Toronto, Ontario--(Newsfile Corp. - March 17, 2021) - Meryllion Resources Corporation (CSE: MYR), ("Meryllion" or the "Corporation") wishes to announce that it has completed a first tranche of its previously announced non-brokered private placement of common shares. Pursuant to this first tranche, the Corporation issued a total of 4,615,383 common shares at a price of $0.065 per share for gross proceeds of $300,000. The Corporation will use the proceeds of the private placement for working capital purposes.
Certain insiders of the Corporation subscribed for a total of 3,846,152 common shares pursuant to this first tranche of the private placement, which constitutes a related-party transaction within the meaning of Multi-Lateral Instrument 61-101 - Protection of Minority Security Holders in Special Transactions ("MI 61-101").
Neither the Corporation, nor to the knowledge of the Corporation after reasonable inquiry, a related party, has knowledge of any material information concerning the Corporation or its securities that has not been generally disclosed.
The issuances to insiders is exempt from the formal valuation and minority shareholder approval requirements of MI 61-101 pursuant to Sections 5.5(c) and 5.7(1)(b) of MI 61-101 as they were a distribution of securities for cash and neither the fair market value of the common shares distributed to, nor the consideration received from, interested parties exceeded $2,500,000.
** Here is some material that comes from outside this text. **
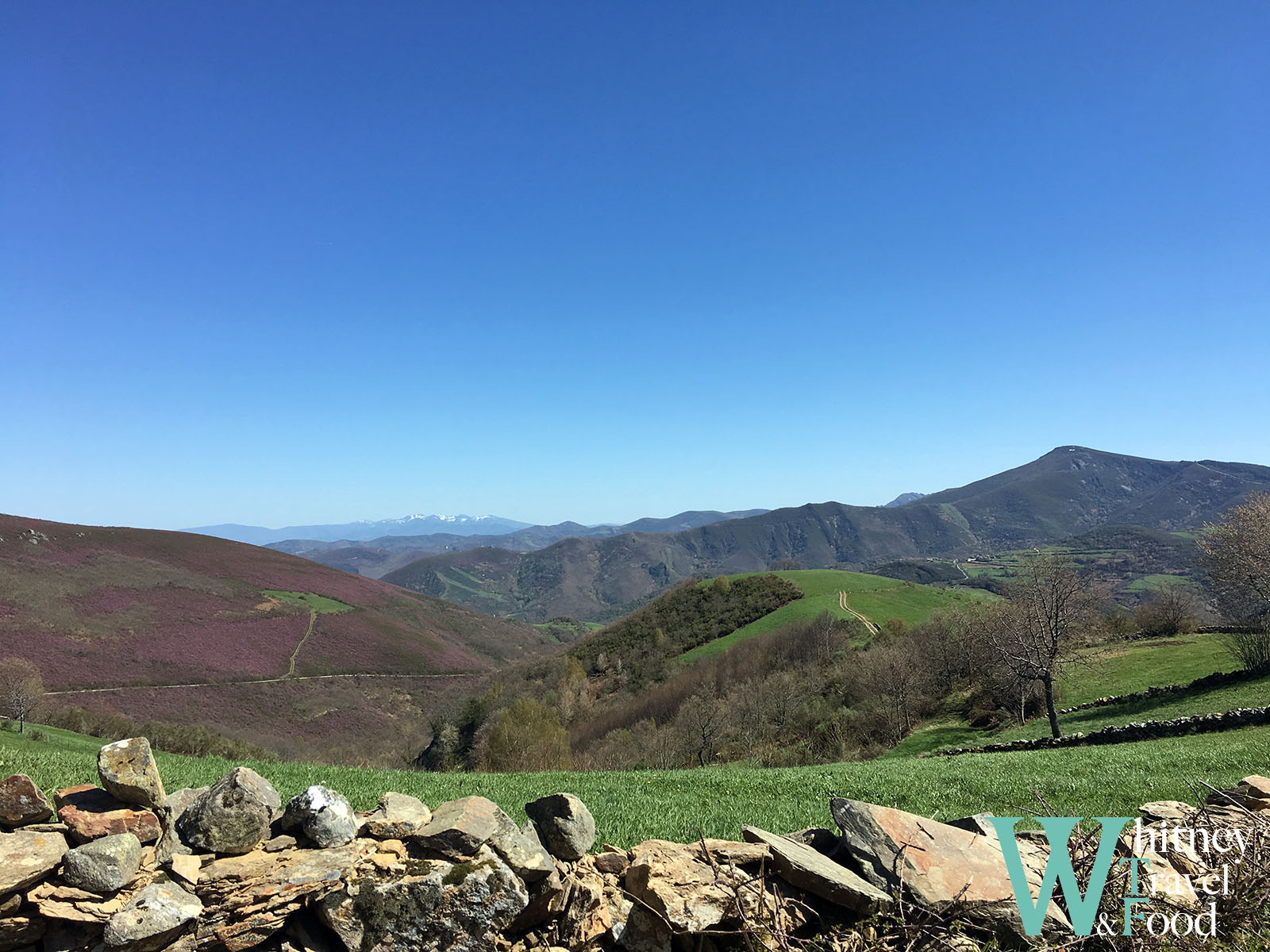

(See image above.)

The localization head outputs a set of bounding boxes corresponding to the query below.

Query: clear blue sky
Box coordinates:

The Corporation did not file a material change report more than 21 days before the expected closing of the first tranche of the private placement because the details of the participation therein by related parties to the Corporation were not settled until shortly prior to the closing and the Corporation wished to close on an expedited basis for business reasons.
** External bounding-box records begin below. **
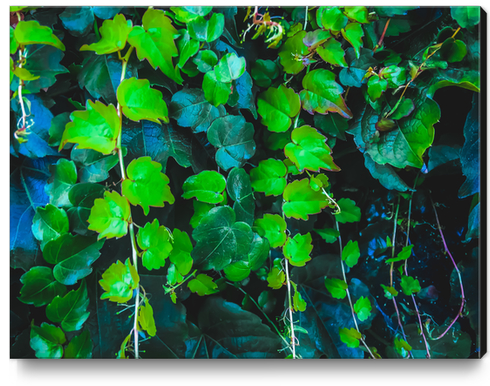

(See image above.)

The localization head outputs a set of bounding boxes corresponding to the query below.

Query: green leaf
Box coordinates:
[325,278,347,299]
[386,244,413,264]
[80,15,133,55]
[250,158,288,196]
[182,170,226,204]
[257,85,301,132]
[169,229,191,275]
[451,6,480,28]
[279,31,309,74]
[283,232,313,267]
[187,13,225,43]
[254,213,287,248]
[187,273,219,296]
[315,228,340,244]
[267,267,286,289]
[32,204,69,249]
[207,115,255,170]
[400,275,421,296]
[128,8,182,84]
[335,198,361,224]
[59,100,121,154]
[284,125,340,172]
[44,158,77,210]
[99,259,140,303]
[117,78,169,123]
[354,296,373,322]
[316,39,348,67]
[43,233,104,285]
[138,299,157,336]
[214,52,246,83]
[87,192,131,240]
[14,20,65,51]
[282,178,328,221]
[19,267,66,307]
[299,69,352,118]
[64,330,93,359]
[136,219,172,271]
[122,157,175,216]
[339,328,362,348]
[192,206,253,271]
[29,321,66,359]
[342,240,361,268]
[46,281,90,331]
[202,71,231,107]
The Corporation also announces that, pursuant to agreements entered into, the Corporation has issued 100,000 common shares in the capital stock of the Corporation at a deemed issue price of $0.10 per share to each of two former long-term independent directors in full settlement of outstanding directors' fees.
All shares issued pursuant to the private placement and the debt settlement are subject to a hold period of four months and one day from the date of issuance.
Early Warning Disclosure
In connection with the first tranche of the private placement, each of Jeremy Edelman and David Steinepreis acquired ownership, control or direction over common shares of the Corporation requiring disclosure pursuant to the early warning requirements of applicable securities regulation.
Immediately prior to the transactions, each of Mr. Edelman and Mr. Steinepreis had ownership of, or exercised control or direction over, 1,165,000 common shares of the Corporation or approximately 12.78% of the Corporation's issued and outstanding common shares.
Pursuant to the first tranche of the private placement, Mr. Edelman acquired 1,923,076 common shares and now holds, or exercises control or direction over, 3,088,076 common shares or approximately 22.17% of the Corporation's issued and outstanding common shares.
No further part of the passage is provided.